Administrator's note: See also Rebooting US-PH communications

As the Philippines contemplates its "independent diplomatic posture" and plays poker with its allies while simultaneously defusing tensions with the regional bully, it would do the country well to take stock of what is actually brings to the table for all parties concerned today . . .
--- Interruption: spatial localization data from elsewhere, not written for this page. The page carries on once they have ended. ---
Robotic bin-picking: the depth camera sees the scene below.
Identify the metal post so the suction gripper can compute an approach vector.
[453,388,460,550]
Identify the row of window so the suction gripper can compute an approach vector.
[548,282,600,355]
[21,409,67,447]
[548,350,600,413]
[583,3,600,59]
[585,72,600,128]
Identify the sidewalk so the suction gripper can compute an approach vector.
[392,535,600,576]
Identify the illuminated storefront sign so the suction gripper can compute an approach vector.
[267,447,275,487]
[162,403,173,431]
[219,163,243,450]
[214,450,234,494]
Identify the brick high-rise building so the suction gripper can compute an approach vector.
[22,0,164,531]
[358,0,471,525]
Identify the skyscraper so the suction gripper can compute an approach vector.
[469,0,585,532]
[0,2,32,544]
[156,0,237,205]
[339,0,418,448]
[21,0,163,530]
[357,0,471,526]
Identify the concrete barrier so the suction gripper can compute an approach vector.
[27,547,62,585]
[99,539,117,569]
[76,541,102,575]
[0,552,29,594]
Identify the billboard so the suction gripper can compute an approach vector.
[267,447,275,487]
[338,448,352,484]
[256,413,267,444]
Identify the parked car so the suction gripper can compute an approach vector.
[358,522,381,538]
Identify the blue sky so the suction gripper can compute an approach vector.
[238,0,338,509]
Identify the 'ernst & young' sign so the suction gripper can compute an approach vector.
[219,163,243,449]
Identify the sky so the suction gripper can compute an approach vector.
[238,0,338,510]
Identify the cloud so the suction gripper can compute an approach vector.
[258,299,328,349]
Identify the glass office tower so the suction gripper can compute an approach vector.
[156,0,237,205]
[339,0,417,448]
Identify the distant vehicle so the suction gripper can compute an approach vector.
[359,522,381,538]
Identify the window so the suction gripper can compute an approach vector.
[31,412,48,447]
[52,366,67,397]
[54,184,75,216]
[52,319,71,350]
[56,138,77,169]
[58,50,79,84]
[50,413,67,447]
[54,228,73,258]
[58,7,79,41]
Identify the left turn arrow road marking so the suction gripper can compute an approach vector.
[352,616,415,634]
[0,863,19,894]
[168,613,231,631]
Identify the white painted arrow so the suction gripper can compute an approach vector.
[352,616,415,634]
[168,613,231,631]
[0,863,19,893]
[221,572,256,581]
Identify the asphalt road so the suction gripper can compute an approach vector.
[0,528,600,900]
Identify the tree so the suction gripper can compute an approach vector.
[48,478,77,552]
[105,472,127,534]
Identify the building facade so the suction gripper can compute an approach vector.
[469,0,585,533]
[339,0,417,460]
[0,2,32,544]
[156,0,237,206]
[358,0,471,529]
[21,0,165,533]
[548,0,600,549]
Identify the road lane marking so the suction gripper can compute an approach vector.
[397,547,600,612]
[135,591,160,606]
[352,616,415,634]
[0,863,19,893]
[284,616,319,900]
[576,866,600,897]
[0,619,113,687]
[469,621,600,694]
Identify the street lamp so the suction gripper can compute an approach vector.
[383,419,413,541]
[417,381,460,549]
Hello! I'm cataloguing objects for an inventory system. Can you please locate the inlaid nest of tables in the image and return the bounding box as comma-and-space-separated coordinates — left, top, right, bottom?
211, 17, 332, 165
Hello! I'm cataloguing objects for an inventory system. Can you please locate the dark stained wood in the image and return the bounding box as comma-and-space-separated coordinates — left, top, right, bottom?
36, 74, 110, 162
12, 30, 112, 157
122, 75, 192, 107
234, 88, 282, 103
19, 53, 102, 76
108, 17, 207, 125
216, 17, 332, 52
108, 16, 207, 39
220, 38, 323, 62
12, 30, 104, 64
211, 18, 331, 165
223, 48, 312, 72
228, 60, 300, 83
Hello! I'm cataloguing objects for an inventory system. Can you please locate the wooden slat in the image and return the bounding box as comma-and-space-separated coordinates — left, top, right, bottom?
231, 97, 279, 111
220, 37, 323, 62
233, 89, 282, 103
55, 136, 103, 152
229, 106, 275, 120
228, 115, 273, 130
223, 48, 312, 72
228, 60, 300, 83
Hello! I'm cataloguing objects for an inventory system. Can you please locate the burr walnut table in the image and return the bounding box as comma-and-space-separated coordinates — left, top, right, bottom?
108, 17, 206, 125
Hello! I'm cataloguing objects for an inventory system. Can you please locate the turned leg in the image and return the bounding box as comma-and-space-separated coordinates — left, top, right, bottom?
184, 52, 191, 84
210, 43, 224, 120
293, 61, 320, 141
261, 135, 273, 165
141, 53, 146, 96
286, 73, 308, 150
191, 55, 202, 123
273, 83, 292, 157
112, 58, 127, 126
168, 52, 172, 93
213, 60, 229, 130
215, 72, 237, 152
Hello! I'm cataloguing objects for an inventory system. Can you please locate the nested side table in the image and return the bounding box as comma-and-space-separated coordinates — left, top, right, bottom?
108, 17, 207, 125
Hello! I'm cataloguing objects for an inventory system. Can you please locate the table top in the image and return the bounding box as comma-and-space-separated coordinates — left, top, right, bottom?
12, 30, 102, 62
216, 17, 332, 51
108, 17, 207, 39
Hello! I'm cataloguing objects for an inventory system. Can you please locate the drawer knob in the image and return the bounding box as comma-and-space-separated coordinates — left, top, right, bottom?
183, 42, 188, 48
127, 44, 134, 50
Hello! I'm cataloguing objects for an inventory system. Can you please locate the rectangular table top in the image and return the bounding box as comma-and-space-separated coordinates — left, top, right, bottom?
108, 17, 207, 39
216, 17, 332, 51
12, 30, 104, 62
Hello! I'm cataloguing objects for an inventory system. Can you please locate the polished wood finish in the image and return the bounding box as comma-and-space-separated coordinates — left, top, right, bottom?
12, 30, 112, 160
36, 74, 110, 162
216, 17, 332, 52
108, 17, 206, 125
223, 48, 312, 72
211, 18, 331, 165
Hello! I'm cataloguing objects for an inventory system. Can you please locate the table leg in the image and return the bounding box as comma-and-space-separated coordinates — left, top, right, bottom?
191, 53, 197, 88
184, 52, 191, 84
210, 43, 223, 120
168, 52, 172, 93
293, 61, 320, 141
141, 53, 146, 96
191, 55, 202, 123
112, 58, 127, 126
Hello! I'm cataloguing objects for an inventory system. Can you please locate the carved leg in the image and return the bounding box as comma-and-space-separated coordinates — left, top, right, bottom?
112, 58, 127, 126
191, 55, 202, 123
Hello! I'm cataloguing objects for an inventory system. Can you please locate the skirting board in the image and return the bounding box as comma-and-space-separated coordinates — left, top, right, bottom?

. . . and what it needs to demonstrate that it can do in the future.

====

Losing the Philippines Won't Imperil U.S. Interests in Asia

http://nationalinterest.org/feature/losing-the-philippines-wont-imperil-us-interests-asia-18210?page=show

< Edited >

The reaction in the U.S. foreign-policy community to Duterte’s behavior has been a mixture of anger and alarm. Council on Foreign Relations senior fellow Max Boot expresses an extreme version of the latter emotion, terming Duterte’s tilt to China as nothing short of a “disaster” for the United States. That kind of hysteria is, to put it mildly, an overreaction. Yet the conventional wisdom is scarcely better. American officials and most outside analysts seem to believe that, as annoying as Duterte’s flirtation with China (as well as his bloody domestic conduct) has been, the United States needs to grin and bear it. Secretary of Defense Ashton Carter, for example, steadfastly confirms that the alliance with Manila is “ironclad.” Cutting the Philippines loose would supposedly undermine U.S. credibility throughout East Asia, perhaps fatally.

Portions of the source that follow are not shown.